There a private vet working for the Department for Food, Environment and Rural Affairs, DEFRA, checked the seals on the containers before the birds were recaged in the licensed quarantine facility of the private importer.
European regulations state that imported "captive" birds, which may in fact have been caught in the wild, have to be kept under lock and key for at least 30 days.
However a week later the importer again quite legally introduced a consignment of another 216 exotic from Taiwan, and both consignments shared the same "air space".
Now according to the "co-terminus" quarantine rule, which allows birds from different parts of the world to be quarantined together, that 30-day clock should have been reset to zero so that all birds spent a full month in quarantine.
It now appears that two birds died, one of them being the parrot that raised the initial alarm. The identity of the second bird and to which consignment it belonged is still being assessed.
Tissue material from both dead birds was pooled together and tested for the avian flu virus using a highly sensitive method, PCR, which is capable of detecting just one molecule of the virus.
The initial results, released on Friday was that one or both of the dead birds were infected with the H5 strain of avian flu.
Further tests by the Veterinary Laboratories Agency in Weybridge, Surrey, identified it as the deadly H5N1 strain, and even matched it to a recent outbreak in Chinese ducks.
This possibly suggests that the parrot from Surinam was free of the virus when it arrived at Heathrow and became infected while it was in quarantine with the birds from Taiwan, which has reported avian flu in domestic poultry.
Had none of the birds died, the vet would have tested "sentinel" birds, healthy chickens kept in the same facility, for avian flu virus before sanctioning their release to pet shops.

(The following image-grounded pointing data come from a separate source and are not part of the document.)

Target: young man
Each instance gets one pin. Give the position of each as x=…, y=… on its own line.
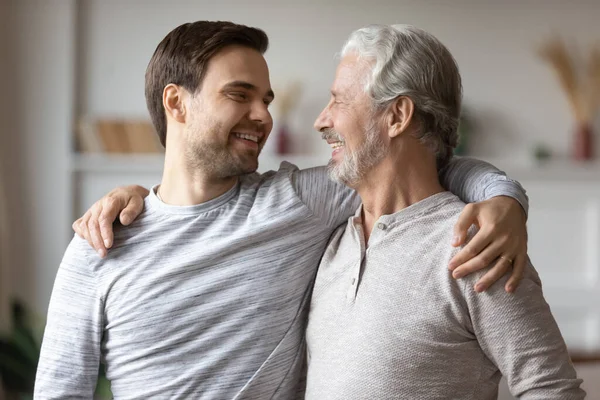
x=206, y=293
x=386, y=320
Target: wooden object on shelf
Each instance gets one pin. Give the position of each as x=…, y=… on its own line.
x=117, y=136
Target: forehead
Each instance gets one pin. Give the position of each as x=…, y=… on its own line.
x=237, y=63
x=351, y=75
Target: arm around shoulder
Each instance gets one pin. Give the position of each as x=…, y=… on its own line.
x=475, y=180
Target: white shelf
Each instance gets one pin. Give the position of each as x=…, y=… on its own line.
x=552, y=170
x=150, y=163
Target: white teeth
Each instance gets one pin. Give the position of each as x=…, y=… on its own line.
x=247, y=137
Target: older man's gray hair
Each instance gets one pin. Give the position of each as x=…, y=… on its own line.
x=411, y=62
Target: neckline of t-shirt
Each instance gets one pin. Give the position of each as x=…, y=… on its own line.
x=407, y=214
x=155, y=203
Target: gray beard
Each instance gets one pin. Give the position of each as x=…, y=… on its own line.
x=354, y=166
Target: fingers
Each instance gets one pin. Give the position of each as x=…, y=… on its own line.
x=95, y=235
x=479, y=242
x=77, y=227
x=466, y=218
x=482, y=260
x=81, y=228
x=110, y=207
x=517, y=273
x=133, y=209
x=501, y=267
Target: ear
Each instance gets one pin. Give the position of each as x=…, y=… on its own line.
x=174, y=102
x=401, y=114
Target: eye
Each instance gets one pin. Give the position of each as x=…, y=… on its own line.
x=240, y=96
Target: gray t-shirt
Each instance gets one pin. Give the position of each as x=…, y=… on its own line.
x=388, y=321
x=207, y=301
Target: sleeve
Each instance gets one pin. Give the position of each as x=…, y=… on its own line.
x=70, y=353
x=474, y=180
x=331, y=202
x=519, y=335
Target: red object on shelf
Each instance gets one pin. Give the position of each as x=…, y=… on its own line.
x=583, y=143
x=283, y=140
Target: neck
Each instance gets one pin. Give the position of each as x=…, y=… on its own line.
x=406, y=176
x=185, y=185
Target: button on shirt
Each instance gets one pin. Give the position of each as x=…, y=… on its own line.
x=388, y=321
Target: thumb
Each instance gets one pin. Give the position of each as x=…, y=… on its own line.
x=461, y=228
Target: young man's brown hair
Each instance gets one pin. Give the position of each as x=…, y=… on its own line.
x=181, y=59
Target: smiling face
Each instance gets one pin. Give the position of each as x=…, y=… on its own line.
x=349, y=124
x=229, y=118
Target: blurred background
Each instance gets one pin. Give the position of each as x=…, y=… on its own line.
x=73, y=121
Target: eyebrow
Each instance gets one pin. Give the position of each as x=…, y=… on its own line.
x=248, y=86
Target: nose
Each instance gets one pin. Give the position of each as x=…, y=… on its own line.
x=323, y=121
x=259, y=112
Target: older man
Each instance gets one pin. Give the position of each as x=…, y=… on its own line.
x=206, y=293
x=386, y=319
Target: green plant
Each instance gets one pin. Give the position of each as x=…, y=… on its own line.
x=20, y=352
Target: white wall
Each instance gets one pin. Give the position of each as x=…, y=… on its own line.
x=515, y=95
x=42, y=114
x=5, y=136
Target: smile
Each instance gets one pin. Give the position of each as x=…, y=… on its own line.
x=246, y=136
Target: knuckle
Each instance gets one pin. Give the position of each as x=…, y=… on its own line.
x=110, y=202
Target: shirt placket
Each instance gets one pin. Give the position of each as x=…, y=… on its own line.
x=358, y=264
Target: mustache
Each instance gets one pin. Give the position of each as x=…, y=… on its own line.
x=331, y=134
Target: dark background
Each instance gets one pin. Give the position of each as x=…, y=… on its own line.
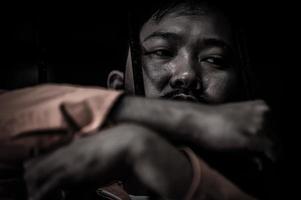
x=80, y=43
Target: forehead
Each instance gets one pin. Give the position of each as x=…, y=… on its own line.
x=207, y=25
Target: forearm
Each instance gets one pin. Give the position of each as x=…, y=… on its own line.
x=169, y=117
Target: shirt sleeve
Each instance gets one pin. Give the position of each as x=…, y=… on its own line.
x=37, y=118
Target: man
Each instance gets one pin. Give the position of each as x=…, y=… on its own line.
x=188, y=53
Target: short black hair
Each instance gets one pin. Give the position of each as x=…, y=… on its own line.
x=158, y=10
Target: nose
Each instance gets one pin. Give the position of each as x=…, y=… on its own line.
x=185, y=76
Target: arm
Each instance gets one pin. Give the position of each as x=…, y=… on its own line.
x=220, y=127
x=113, y=155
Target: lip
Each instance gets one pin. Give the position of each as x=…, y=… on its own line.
x=184, y=97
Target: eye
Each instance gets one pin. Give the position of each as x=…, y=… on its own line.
x=217, y=61
x=161, y=53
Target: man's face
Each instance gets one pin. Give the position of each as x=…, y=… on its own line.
x=189, y=58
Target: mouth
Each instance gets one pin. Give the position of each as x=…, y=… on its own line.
x=184, y=97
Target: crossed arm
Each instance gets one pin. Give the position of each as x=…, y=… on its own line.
x=136, y=146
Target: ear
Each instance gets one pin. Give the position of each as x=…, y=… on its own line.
x=115, y=80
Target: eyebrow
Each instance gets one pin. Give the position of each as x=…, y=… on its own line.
x=164, y=35
x=216, y=43
x=207, y=42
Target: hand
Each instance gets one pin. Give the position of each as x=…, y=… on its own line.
x=233, y=126
x=110, y=155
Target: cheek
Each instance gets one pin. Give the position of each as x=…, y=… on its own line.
x=156, y=74
x=220, y=86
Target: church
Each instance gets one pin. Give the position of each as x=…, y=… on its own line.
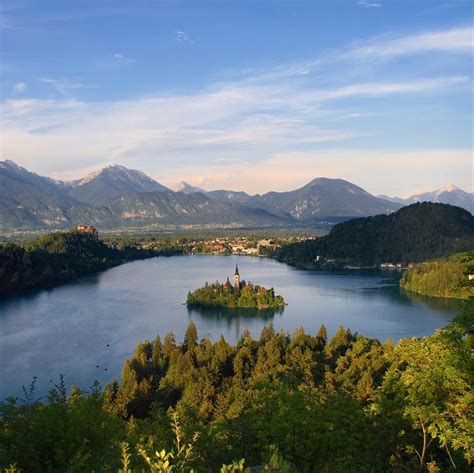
x=236, y=279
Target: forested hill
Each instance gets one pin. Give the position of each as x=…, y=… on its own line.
x=414, y=233
x=57, y=258
x=280, y=403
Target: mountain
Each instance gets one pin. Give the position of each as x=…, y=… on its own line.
x=187, y=188
x=323, y=197
x=116, y=196
x=230, y=196
x=414, y=233
x=449, y=194
x=178, y=208
x=28, y=200
x=104, y=186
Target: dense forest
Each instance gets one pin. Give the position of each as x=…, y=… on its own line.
x=299, y=403
x=446, y=277
x=414, y=233
x=60, y=257
x=245, y=296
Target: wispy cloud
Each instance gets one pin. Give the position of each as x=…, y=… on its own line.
x=182, y=37
x=369, y=4
x=257, y=121
x=20, y=88
x=64, y=87
x=452, y=40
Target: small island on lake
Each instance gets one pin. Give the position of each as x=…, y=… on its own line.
x=239, y=295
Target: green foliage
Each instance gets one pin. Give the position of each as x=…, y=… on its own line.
x=57, y=258
x=246, y=296
x=448, y=277
x=415, y=233
x=299, y=403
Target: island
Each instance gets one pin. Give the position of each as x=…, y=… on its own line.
x=241, y=294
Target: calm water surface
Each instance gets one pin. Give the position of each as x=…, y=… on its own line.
x=86, y=329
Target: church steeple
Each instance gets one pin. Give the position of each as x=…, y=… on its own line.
x=236, y=277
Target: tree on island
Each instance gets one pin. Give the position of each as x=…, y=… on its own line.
x=242, y=295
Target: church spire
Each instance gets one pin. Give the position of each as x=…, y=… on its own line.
x=236, y=277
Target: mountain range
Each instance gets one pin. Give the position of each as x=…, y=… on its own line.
x=116, y=197
x=449, y=194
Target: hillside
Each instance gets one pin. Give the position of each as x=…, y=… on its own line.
x=322, y=197
x=449, y=194
x=106, y=185
x=115, y=197
x=279, y=403
x=413, y=234
x=446, y=277
x=57, y=258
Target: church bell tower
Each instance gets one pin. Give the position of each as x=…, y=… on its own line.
x=236, y=277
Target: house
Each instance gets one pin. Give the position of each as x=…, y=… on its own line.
x=89, y=229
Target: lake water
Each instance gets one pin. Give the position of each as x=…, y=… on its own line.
x=86, y=329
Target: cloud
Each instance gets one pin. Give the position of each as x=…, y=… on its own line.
x=453, y=40
x=182, y=37
x=368, y=4
x=233, y=128
x=20, y=88
x=64, y=87
x=363, y=53
x=282, y=174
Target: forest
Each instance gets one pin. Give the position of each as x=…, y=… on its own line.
x=413, y=234
x=60, y=257
x=245, y=296
x=282, y=403
x=446, y=277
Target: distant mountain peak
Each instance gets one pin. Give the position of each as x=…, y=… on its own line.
x=187, y=188
x=8, y=163
x=448, y=188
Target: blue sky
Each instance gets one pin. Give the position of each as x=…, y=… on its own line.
x=251, y=95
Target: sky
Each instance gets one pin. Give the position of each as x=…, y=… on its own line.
x=247, y=95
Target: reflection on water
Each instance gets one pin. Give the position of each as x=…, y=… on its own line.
x=86, y=329
x=434, y=303
x=233, y=319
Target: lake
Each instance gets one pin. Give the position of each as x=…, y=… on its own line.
x=86, y=329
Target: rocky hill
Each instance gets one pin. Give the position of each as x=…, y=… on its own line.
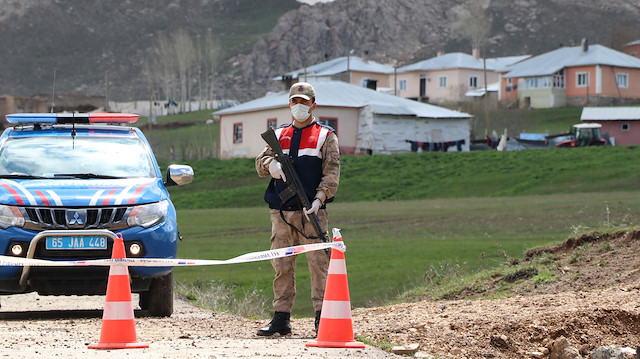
x=83, y=40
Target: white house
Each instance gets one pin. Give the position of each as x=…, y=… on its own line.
x=365, y=120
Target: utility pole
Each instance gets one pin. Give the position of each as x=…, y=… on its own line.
x=106, y=105
x=486, y=91
x=150, y=105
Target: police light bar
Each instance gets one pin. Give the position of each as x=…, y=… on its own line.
x=68, y=118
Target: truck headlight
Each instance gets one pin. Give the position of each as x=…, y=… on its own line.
x=147, y=215
x=10, y=216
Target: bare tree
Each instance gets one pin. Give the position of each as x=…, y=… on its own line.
x=474, y=24
x=185, y=56
x=211, y=58
x=180, y=66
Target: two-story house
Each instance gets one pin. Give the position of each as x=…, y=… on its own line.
x=366, y=121
x=632, y=48
x=448, y=77
x=573, y=76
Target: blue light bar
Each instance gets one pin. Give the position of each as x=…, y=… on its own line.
x=25, y=118
x=69, y=118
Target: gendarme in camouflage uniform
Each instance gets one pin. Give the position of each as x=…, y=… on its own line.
x=315, y=153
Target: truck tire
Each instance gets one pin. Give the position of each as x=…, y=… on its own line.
x=158, y=301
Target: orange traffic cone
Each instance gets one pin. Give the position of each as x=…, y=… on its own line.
x=118, y=326
x=336, y=328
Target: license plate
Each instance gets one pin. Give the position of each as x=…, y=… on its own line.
x=76, y=242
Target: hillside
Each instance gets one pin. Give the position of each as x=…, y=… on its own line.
x=82, y=40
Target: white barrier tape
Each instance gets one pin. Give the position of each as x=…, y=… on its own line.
x=170, y=262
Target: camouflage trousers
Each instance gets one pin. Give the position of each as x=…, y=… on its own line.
x=282, y=235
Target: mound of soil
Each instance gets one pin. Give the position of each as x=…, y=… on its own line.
x=594, y=302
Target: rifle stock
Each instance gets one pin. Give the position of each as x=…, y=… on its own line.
x=294, y=184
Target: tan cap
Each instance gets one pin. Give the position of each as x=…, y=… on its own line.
x=302, y=89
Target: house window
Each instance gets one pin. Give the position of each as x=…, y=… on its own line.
x=237, y=132
x=331, y=122
x=558, y=79
x=473, y=82
x=442, y=81
x=539, y=82
x=402, y=85
x=622, y=79
x=582, y=79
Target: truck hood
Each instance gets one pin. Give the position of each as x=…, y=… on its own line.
x=81, y=192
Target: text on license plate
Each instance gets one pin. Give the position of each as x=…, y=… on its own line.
x=77, y=242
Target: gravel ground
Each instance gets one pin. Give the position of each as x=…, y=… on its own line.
x=34, y=326
x=593, y=302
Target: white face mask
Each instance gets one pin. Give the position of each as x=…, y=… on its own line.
x=300, y=112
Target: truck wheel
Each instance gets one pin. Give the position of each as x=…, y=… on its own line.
x=158, y=301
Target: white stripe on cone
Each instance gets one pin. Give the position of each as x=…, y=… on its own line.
x=336, y=309
x=118, y=311
x=119, y=270
x=337, y=266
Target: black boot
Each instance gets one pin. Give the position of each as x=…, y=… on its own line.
x=318, y=320
x=279, y=324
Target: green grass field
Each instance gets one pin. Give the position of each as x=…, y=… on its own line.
x=391, y=245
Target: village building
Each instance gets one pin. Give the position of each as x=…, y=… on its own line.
x=632, y=48
x=622, y=124
x=573, y=76
x=449, y=77
x=366, y=121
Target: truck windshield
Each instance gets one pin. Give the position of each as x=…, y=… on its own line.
x=79, y=157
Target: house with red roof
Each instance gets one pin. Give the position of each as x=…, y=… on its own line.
x=573, y=76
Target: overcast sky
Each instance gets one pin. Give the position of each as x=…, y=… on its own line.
x=311, y=2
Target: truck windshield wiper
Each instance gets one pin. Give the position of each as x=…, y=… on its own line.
x=22, y=176
x=84, y=176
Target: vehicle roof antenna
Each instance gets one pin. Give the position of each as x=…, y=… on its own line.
x=53, y=91
x=73, y=134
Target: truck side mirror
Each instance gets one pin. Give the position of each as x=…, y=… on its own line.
x=178, y=175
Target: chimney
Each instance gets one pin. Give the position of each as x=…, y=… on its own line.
x=475, y=52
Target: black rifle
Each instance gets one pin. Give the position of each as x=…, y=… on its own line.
x=294, y=185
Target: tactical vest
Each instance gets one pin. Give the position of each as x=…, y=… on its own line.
x=304, y=146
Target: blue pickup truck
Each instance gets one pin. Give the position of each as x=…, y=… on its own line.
x=77, y=176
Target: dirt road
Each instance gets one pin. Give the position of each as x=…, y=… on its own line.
x=33, y=326
x=593, y=301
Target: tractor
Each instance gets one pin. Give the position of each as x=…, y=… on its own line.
x=584, y=134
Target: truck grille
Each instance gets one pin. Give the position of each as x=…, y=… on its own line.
x=45, y=218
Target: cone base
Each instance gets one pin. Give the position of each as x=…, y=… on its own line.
x=328, y=344
x=118, y=345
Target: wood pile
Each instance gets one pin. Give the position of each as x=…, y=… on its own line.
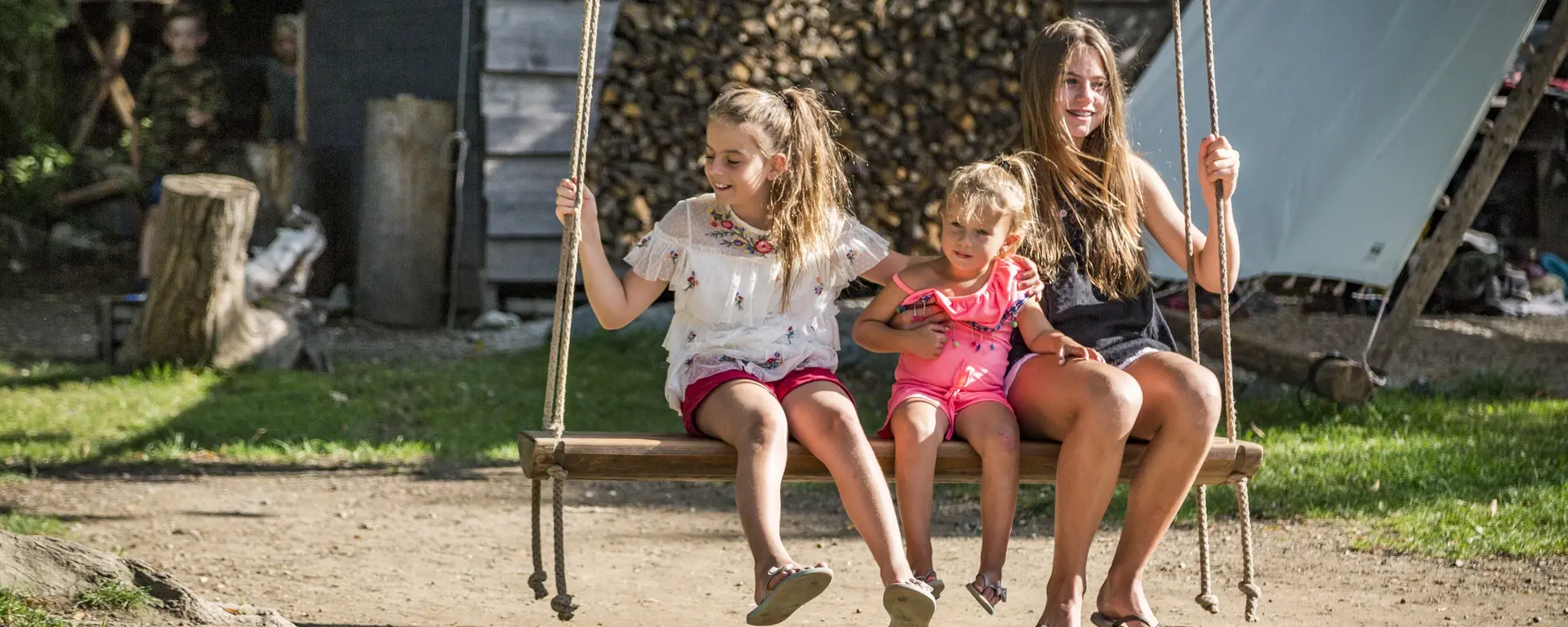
x=924, y=87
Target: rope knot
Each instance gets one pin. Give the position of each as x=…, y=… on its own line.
x=537, y=582
x=564, y=607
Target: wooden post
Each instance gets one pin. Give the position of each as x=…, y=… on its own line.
x=1338, y=380
x=196, y=313
x=1432, y=256
x=405, y=212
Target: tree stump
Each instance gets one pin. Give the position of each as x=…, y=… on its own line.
x=196, y=313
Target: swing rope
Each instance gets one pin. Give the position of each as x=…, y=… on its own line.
x=1206, y=596
x=562, y=331
x=1249, y=587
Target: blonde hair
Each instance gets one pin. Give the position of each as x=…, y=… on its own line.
x=1095, y=182
x=809, y=199
x=1004, y=185
x=287, y=20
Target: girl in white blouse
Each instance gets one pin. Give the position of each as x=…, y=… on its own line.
x=753, y=345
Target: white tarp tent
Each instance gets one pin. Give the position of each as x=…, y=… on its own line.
x=1351, y=117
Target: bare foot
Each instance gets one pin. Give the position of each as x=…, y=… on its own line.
x=1063, y=604
x=767, y=584
x=1117, y=601
x=988, y=585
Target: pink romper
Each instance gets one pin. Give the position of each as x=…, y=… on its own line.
x=973, y=366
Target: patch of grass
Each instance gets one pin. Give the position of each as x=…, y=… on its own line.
x=364, y=414
x=1416, y=470
x=115, y=596
x=32, y=526
x=15, y=611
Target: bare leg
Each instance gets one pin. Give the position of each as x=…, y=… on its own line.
x=1179, y=412
x=748, y=417
x=993, y=430
x=1090, y=408
x=822, y=417
x=918, y=429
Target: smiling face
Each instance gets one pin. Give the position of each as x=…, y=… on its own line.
x=971, y=240
x=737, y=167
x=1084, y=95
x=185, y=37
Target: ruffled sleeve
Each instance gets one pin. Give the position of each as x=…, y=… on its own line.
x=662, y=253
x=860, y=250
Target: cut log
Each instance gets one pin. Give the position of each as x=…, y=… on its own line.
x=49, y=568
x=196, y=313
x=1338, y=380
x=640, y=456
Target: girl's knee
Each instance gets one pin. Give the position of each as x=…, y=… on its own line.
x=916, y=420
x=764, y=429
x=1114, y=400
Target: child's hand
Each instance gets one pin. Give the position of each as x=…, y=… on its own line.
x=1071, y=352
x=567, y=202
x=1029, y=279
x=1218, y=162
x=925, y=342
x=198, y=118
x=911, y=318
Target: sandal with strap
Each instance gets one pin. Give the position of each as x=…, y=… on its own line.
x=1106, y=621
x=910, y=604
x=799, y=587
x=932, y=580
x=987, y=587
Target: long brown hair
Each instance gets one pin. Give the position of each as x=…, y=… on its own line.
x=1097, y=182
x=1004, y=185
x=809, y=199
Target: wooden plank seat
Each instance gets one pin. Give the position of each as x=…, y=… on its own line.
x=649, y=456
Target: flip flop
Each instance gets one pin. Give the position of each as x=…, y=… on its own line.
x=789, y=594
x=910, y=604
x=991, y=587
x=1106, y=621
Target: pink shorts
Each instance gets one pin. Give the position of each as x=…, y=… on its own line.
x=949, y=402
x=698, y=391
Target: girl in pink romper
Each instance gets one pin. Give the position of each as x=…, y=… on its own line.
x=951, y=376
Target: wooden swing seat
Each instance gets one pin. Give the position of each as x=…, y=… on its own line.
x=662, y=456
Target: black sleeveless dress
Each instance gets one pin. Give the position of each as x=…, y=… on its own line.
x=1118, y=330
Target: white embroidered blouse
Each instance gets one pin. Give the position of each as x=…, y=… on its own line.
x=729, y=289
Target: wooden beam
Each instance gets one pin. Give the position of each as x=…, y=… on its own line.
x=640, y=456
x=1338, y=380
x=1432, y=256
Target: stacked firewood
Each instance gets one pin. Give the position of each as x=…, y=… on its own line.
x=924, y=87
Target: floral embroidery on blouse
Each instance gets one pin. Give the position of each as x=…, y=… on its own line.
x=736, y=235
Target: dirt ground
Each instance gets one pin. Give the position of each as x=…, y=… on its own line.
x=405, y=550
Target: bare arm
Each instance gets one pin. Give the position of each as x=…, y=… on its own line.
x=615, y=300
x=1165, y=221
x=1045, y=339
x=874, y=333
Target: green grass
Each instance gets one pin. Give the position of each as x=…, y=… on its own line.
x=466, y=411
x=115, y=596
x=32, y=526
x=15, y=611
x=1416, y=472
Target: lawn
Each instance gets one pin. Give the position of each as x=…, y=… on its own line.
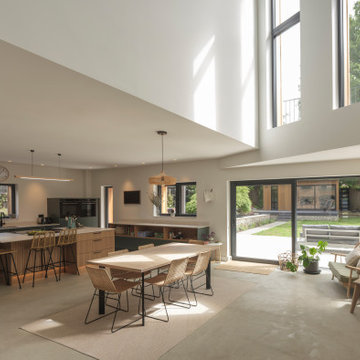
x=285, y=229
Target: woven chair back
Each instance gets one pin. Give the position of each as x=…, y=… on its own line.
x=118, y=252
x=67, y=237
x=202, y=262
x=145, y=246
x=100, y=278
x=197, y=242
x=176, y=271
x=43, y=240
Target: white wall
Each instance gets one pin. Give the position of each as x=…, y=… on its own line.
x=207, y=175
x=32, y=195
x=194, y=58
x=322, y=127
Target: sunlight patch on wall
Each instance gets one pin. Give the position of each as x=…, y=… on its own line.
x=204, y=94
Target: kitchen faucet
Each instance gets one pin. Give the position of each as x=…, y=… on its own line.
x=2, y=216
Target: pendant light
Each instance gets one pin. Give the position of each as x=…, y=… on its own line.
x=162, y=178
x=32, y=177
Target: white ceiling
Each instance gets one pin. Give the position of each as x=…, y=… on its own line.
x=345, y=153
x=51, y=109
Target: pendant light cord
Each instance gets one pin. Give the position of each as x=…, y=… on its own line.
x=32, y=162
x=162, y=153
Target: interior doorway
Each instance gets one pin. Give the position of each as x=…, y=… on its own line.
x=107, y=205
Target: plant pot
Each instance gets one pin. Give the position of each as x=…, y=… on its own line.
x=313, y=268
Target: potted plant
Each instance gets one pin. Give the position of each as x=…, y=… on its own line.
x=310, y=257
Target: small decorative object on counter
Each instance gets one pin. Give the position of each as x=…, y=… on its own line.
x=211, y=236
x=72, y=221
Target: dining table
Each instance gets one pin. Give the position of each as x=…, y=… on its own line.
x=145, y=260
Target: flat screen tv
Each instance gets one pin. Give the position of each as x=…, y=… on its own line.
x=131, y=197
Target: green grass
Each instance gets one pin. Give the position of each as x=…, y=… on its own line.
x=285, y=229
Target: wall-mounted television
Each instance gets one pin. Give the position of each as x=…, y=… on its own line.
x=132, y=197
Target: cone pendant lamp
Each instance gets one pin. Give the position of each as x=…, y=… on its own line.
x=162, y=178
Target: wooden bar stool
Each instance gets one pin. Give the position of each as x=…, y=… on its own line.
x=43, y=241
x=7, y=273
x=67, y=238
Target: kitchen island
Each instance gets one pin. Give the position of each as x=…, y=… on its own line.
x=92, y=243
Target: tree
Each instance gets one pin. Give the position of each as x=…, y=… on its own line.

Apparently testing each bird for avian flu is expensive and not customary, except for high-value birds.
Now DEFRA officials are attempting to assess what symptoms if any were shown by the Taiwanese birds, as some died in quarantine, but as yet it is unclear what they died of.
Virologists at the Veterinary Laboratories are "pooling" tissues samples from batches of the culled birds to test for the presence of the virus.
It is their belief that the birds from Taiwan were infected with the lethal H5N1 strain.